Chris Floe has worked hard to prove himself in a world of student athletes who rank their particular sports above the others, especially above cheerleading.
Chris Floe’s arms are covered with tattoos. The bearded senior criminal justice major towers six feet, three inches, and has biceps like cantaloupes. A pigskin jock in high school, he works nights as a bouncer at The Coug.
He’s also a member of the Washington State University Cheer Team.
When asked what drew him into cheerleading, his response is simple: “Girls.”
“I got into it because of one specific girl,” he says. “But really, I didn’t have anything else to do during basketball season.”
Floe has managed to take flack for being a male cheerleader in stride. “My buddies used to razz me a bit, but it was never anything serious,” he says.
In his three years on the team, he has gained respect from his friends and classmates, especially after they see him flip, cheer, and toss 100-plus-pound cheerleaders over his head dozens of times during a game.
WSU spirit coordinator Amanda Hoppert says respect for the cheer team on campus grows if they place well in the national competitions. In 2005, they got exposure here for their efforts at USA Nationals in Las Vegas.

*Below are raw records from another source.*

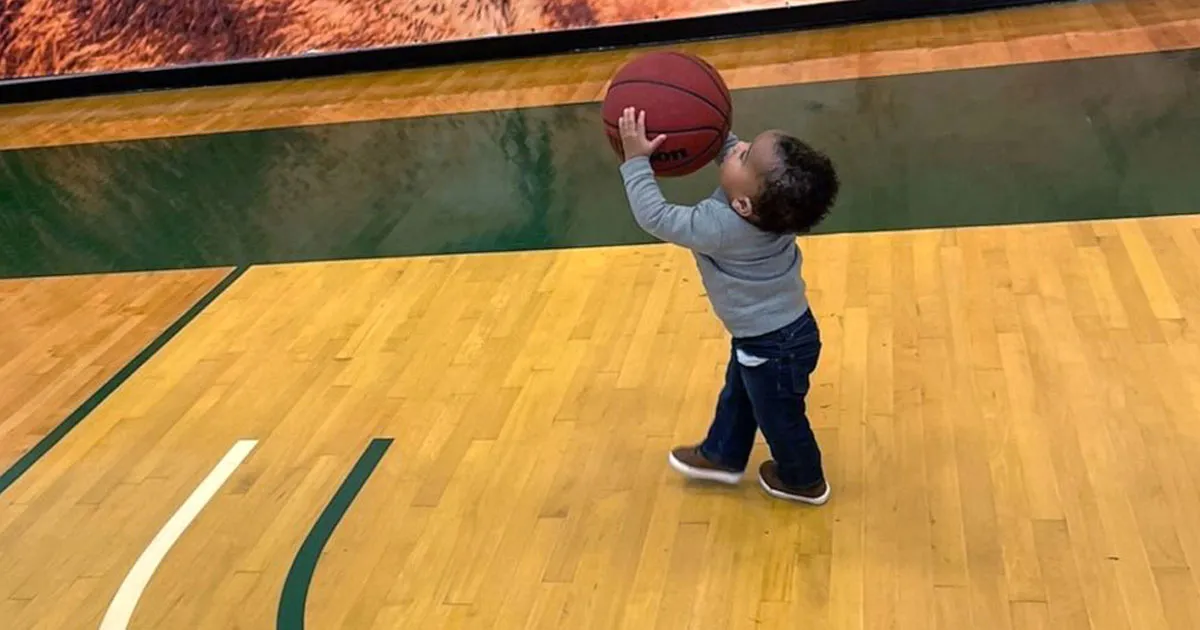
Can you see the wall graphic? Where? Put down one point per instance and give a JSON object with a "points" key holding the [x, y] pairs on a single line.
{"points": [[46, 37]]}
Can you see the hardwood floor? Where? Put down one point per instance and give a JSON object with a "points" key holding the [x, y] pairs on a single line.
{"points": [[1008, 417]]}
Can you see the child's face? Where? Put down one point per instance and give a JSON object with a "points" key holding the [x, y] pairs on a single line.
{"points": [[743, 171]]}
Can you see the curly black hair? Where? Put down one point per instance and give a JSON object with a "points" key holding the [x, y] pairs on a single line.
{"points": [[798, 193]]}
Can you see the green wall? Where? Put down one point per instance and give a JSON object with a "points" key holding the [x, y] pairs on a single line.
{"points": [[1079, 139]]}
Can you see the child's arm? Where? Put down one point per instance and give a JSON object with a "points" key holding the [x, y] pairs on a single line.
{"points": [[696, 228]]}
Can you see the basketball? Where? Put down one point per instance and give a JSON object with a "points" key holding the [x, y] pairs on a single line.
{"points": [[684, 99]]}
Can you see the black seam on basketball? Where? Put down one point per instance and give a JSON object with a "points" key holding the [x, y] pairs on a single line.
{"points": [[669, 132], [693, 159], [684, 90], [712, 73]]}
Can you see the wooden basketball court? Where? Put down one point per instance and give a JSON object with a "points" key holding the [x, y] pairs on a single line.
{"points": [[1009, 414]]}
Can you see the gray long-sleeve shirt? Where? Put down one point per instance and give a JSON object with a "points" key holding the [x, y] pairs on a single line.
{"points": [[753, 277]]}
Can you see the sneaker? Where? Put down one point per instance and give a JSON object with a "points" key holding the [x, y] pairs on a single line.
{"points": [[814, 495], [690, 463]]}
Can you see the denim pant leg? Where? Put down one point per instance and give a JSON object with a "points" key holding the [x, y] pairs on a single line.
{"points": [[731, 435], [777, 390]]}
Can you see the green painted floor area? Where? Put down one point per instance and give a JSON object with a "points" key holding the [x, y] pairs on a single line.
{"points": [[1067, 141]]}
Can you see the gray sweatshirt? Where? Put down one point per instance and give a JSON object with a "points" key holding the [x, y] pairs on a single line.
{"points": [[753, 277]]}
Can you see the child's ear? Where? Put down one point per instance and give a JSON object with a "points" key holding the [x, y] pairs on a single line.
{"points": [[743, 207]]}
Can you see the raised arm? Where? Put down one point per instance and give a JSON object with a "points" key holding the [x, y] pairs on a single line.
{"points": [[696, 227]]}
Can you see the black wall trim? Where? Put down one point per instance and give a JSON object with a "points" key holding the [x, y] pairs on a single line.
{"points": [[489, 48]]}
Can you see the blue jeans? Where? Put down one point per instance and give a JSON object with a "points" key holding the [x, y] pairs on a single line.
{"points": [[769, 396]]}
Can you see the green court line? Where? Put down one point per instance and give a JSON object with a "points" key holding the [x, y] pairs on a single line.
{"points": [[27, 461], [304, 565]]}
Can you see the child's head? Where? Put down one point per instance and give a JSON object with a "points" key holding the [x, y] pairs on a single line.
{"points": [[779, 184]]}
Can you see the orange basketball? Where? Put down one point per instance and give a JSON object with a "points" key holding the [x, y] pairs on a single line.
{"points": [[683, 97]]}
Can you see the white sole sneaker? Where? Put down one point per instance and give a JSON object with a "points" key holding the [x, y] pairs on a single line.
{"points": [[703, 474], [811, 501]]}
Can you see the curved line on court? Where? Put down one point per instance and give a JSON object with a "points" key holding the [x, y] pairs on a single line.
{"points": [[120, 609], [51, 439], [295, 587]]}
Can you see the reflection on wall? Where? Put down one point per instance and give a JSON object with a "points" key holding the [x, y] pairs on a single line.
{"points": [[40, 37]]}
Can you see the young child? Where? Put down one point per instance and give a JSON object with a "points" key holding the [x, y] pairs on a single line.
{"points": [[743, 238]]}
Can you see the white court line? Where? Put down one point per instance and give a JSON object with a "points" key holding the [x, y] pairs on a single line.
{"points": [[120, 610]]}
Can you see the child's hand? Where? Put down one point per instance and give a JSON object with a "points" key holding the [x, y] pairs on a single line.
{"points": [[633, 135]]}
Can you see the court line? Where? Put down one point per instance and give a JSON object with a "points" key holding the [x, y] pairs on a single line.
{"points": [[295, 586], [51, 439], [120, 609]]}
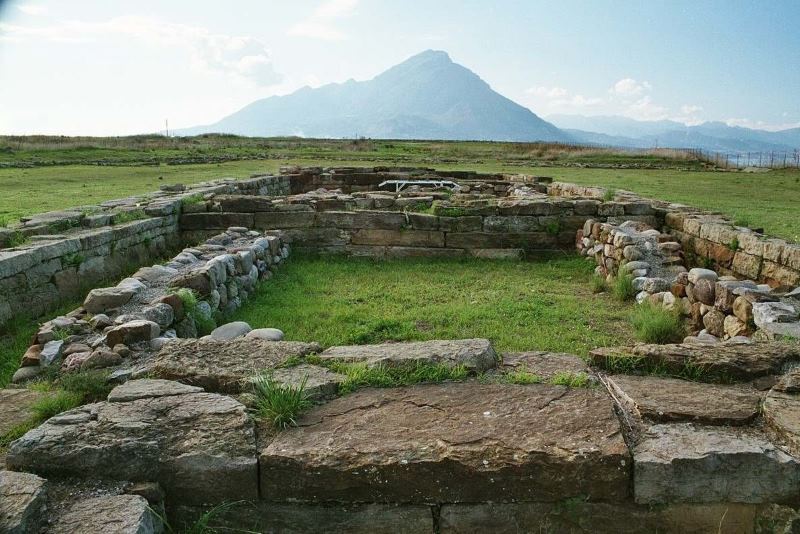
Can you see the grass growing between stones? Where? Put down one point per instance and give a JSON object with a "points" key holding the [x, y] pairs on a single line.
{"points": [[280, 404], [654, 324], [534, 305]]}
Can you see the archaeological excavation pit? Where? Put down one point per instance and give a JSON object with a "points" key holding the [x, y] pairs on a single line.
{"points": [[454, 370]]}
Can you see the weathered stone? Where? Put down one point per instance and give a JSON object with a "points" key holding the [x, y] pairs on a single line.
{"points": [[268, 334], [132, 332], [199, 446], [161, 314], [473, 354], [224, 366], [685, 463], [320, 382], [100, 359], [120, 514], [23, 502], [663, 400], [15, 407], [741, 362], [231, 331], [773, 312], [743, 310], [451, 442], [698, 274], [543, 364], [107, 298], [735, 327], [714, 321]]}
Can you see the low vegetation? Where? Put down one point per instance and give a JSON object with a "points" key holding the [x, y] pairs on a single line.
{"points": [[654, 324], [538, 305]]}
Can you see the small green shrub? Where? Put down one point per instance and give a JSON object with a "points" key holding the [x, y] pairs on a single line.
{"points": [[622, 288], [654, 324], [280, 404], [599, 284], [129, 216], [17, 239], [522, 377], [572, 380]]}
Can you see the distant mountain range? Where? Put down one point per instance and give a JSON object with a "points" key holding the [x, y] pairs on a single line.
{"points": [[425, 97], [715, 136], [428, 96]]}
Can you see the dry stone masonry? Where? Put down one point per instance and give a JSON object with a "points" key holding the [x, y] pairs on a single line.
{"points": [[702, 436]]}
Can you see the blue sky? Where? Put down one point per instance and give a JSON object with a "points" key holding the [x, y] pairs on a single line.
{"points": [[103, 68]]}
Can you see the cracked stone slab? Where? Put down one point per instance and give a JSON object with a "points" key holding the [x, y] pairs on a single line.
{"points": [[543, 364], [117, 514], [224, 366], [663, 400], [22, 502], [473, 354], [782, 415], [452, 442], [734, 361], [684, 463], [199, 446]]}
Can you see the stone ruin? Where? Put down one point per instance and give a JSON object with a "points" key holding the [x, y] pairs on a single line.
{"points": [[635, 451]]}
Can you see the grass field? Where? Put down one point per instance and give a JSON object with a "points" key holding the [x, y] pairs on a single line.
{"points": [[767, 200], [534, 305]]}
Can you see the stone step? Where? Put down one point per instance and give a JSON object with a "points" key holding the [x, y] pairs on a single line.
{"points": [[453, 442], [473, 354]]}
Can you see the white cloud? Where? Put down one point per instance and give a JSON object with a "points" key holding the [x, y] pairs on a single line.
{"points": [[246, 58], [629, 87], [322, 22], [35, 10]]}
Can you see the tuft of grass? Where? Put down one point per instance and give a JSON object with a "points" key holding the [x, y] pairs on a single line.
{"points": [[128, 216], [654, 324], [599, 284], [280, 404], [360, 375], [572, 380], [522, 377], [17, 239], [622, 288]]}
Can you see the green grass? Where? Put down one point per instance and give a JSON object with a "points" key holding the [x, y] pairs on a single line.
{"points": [[544, 304], [280, 404], [622, 288], [654, 324]]}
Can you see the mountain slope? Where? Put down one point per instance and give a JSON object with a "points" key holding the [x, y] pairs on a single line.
{"points": [[425, 97]]}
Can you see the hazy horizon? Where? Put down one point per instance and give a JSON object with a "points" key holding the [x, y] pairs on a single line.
{"points": [[98, 69]]}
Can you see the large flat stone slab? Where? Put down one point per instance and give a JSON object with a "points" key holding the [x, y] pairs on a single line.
{"points": [[23, 501], [473, 354], [683, 463], [663, 400], [718, 361], [199, 446], [782, 415], [454, 442], [15, 407], [224, 366], [117, 514]]}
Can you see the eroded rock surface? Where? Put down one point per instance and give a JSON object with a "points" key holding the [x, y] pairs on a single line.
{"points": [[22, 502], [224, 366], [452, 442], [473, 354], [728, 361], [691, 464], [663, 400], [199, 446]]}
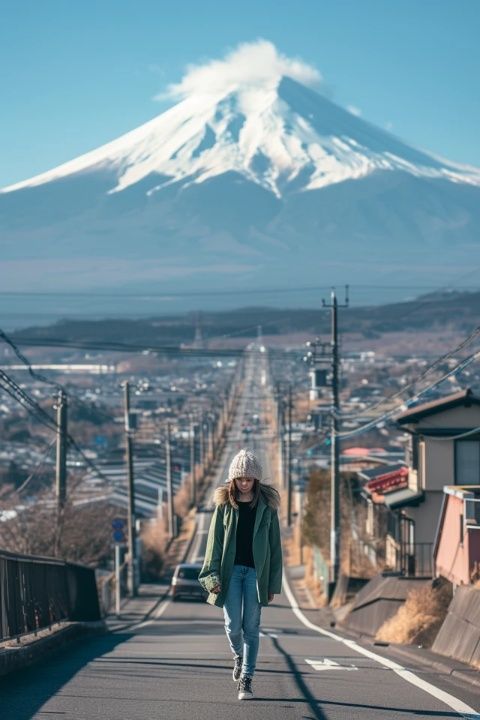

Floe has worked hard to prove himself in a world of student athletes who rank their particular sports above the others, especially above cheerleading. He and his 29 teammates practice three days a week, lift weights another two days a week, and perform before, during, and after every game. However, if he could have just one wish for his team of spirit folk, it would be for the rest of campus to accept them as true athletes.
Erin Thomas is a junior majoring in communications.